For hotels and resorts, it usually starts with the quantity and quality (or type) of amenities offered. In today’s world, service is important but understanding the type or level of service people want and how they want it delivered is even more vital. I was at a resort recently and noticed that a positive experience wasn’t necessarily defined by only the speed of service, but also by how friendly staff were, the guest to employee ratio, and the amount of space available for guests. There are many other factors that also play into creating a 5-star experience, but these ones are a great start and can be applied across industries.
Internal Culture Factors
How friendly employees were
A certain tone is set when employees are friendly and look like they’re in good spirits. It puts clients in a good mood or maintains their already positive mood. Employee attitude is part of the culture of an organization. In this resort example, the culture and having happy, engaged employees directly impacted how guests viewed the business and the quality of the service that they were receiving from the time they arrived. Simple things that are combined to showcase a culture of happiness impact customer experience and perception.
The number of employees per guest
The employee to guest ratio was high. If you need something, folks are around to help. They all have their own tasks but are willing to help fellow staff. There was a lot of collaboration and a general feeling of pride for the resort across the staff that I encountered. It was interesting to see a lifeguard throwing away garbage he had noticed on the ground in an area away from the pool or beach. This is part of the employee culture, but also set the tone for happiness all around.

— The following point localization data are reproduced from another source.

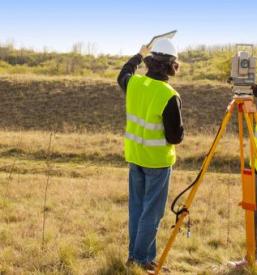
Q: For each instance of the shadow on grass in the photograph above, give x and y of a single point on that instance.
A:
(114, 265)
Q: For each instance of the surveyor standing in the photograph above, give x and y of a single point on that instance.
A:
(153, 126)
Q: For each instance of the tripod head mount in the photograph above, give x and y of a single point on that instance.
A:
(243, 70)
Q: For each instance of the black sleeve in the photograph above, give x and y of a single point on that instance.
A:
(172, 121)
(128, 70)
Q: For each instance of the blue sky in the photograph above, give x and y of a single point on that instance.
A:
(117, 26)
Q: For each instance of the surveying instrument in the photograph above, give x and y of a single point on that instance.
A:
(242, 78)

The amount of space available for guests
The final factor that positively impacted my resort experience was the amount of space available at the resort and in the rooms. I was amazed at how much space was available for guests – from the number of tables at restaurant areas to the number and spacing of beach chairs. It felt really comfortable and relaxed and that is exactly why people go away on vacation – to relax. When compared to other resorts where there is a lot more closeness of proximity this resort felt open and free. The rooms were rather spacious as well – not that much time was spent in them – we were only half-joking when we said we hoped it rained while we were there so we could spend more time in the rooms which is unheard of for me to say.

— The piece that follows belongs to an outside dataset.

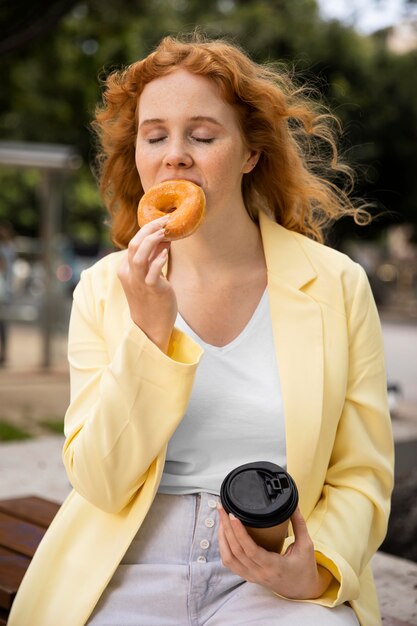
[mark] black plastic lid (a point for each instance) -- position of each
(260, 494)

Think about what the types of services your clients want/value and what the feelings they want to feel are, as they work with you or your organization. What type of service are they willing to pay for? For us, it was the ability to have a quiet peaceful time in a relaxed atmosphere with strong service levels.
Tying it All Together
The distinguishing factors for the type of service you want to create changes based on your clientele and the level of service you want to provide. Think about applying the same thing to your business, decide what types and level of service you want to provide, ask yourself what would make the ideal environment for the type of clientele you’re going after and build your products or services from there.